Problem: A matrix $A$ is not invertible iff $0$ is an eigenvalue of $A$
Suppose $\det(A)=0$ ($A$ is not invertible).
Then $\det(A-\lambda I)=0$ iff $\lambda =0$.
$\therefore A$ is not invertible iff $\lambda = 0$.
I was wondering if I'm using valid logical induction steps to prove this.
It is not valid as you wrote it, but rearranging the same idea could make it correct.
You wrote "$\det(A-\lambda I)=0$ iff $\lambda =0$". That is not true in general, and is equivalent to the statement that $0$ is the only eigenvalue of $A$. You conclude "$A$ is not invertible iff $\lambda = 0$," which is not a clear statement as you haven't quantified $\lambda$.
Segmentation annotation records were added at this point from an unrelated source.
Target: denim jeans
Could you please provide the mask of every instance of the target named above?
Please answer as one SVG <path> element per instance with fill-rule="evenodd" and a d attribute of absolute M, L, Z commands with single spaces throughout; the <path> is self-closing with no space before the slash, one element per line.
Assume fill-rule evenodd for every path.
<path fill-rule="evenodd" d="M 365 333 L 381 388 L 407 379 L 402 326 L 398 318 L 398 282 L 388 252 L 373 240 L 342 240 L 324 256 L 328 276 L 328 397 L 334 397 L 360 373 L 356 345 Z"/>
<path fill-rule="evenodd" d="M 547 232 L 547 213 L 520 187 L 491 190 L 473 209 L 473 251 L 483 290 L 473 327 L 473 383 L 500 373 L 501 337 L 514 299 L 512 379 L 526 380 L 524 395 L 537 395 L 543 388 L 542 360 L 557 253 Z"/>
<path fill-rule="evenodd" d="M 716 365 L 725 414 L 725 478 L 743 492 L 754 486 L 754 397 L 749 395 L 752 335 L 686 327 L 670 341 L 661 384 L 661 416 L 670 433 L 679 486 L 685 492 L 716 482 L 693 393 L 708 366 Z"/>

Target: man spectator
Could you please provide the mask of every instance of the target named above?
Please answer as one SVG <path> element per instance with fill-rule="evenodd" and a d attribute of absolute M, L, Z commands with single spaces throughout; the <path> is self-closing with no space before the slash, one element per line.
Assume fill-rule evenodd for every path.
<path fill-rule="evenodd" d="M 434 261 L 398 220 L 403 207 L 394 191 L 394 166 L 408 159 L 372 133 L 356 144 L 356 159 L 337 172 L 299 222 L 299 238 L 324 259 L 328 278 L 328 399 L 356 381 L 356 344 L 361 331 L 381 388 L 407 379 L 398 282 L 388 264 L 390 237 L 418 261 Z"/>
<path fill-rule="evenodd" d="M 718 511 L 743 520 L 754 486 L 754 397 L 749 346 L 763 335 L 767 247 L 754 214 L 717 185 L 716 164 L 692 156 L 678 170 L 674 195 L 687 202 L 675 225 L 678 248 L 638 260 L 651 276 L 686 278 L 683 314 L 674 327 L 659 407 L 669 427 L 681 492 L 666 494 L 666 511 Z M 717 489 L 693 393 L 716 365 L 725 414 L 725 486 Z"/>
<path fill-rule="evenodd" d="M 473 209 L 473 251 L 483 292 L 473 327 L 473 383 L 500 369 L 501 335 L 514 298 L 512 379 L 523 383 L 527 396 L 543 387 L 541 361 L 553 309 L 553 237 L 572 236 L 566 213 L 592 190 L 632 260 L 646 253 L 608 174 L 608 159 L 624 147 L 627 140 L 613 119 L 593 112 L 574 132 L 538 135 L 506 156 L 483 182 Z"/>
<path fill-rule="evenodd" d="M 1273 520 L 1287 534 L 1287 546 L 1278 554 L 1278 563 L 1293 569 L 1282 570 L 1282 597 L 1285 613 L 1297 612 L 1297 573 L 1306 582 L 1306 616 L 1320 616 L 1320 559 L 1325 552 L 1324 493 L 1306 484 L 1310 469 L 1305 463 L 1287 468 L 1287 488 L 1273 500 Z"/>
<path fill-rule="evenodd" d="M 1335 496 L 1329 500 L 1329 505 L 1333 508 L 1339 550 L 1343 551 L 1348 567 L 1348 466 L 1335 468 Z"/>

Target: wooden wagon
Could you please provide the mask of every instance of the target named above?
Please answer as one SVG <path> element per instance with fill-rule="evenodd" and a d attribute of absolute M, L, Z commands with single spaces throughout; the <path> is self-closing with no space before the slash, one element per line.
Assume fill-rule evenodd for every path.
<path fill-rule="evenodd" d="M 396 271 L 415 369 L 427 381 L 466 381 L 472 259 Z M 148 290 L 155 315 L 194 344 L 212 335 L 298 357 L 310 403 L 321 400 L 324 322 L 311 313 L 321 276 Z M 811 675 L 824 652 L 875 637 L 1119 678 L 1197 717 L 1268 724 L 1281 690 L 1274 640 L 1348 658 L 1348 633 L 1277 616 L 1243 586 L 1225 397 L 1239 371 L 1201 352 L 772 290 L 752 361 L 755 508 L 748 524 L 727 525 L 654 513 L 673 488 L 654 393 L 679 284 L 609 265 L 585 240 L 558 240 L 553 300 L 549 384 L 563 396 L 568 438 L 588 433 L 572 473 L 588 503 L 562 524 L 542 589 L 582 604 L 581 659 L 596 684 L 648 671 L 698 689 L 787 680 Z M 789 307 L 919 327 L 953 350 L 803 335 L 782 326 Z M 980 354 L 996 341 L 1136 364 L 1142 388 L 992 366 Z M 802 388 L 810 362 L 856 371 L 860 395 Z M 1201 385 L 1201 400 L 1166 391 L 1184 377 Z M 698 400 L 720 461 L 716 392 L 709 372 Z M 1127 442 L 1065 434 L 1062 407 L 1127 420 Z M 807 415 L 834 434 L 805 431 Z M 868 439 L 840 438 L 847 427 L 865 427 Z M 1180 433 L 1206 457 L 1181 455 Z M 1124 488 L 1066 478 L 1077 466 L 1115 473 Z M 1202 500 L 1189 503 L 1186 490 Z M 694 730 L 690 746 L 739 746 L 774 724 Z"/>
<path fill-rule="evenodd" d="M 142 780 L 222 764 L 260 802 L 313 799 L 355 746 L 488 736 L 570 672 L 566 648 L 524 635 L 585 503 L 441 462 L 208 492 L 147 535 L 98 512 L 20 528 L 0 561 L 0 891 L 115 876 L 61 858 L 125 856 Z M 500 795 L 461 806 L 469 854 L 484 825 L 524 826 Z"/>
However, it is true that $A$ is not invertible if and only if $\det(A) = 0$ if and only if $\det(A-0 I)=0$ if and only if $0$ is an eigenvalue for $A$. Therefore, $A$ is not invertible if and only if $0$ is an eigenvalue for $A$. That is valid as long as you are allowed to cite theorems that give you each of the equivalencies above.
Alternatively, perhaps you have a theorem that tells you that a matrix is invertible if and only if its nullspace is trivial. Having nontrivial nullspace is equivalent to having $0$ as an eigenvalue, directly for the definitions of what those words mean: both mean there exists $v \neq 0$ such that $Av=0$.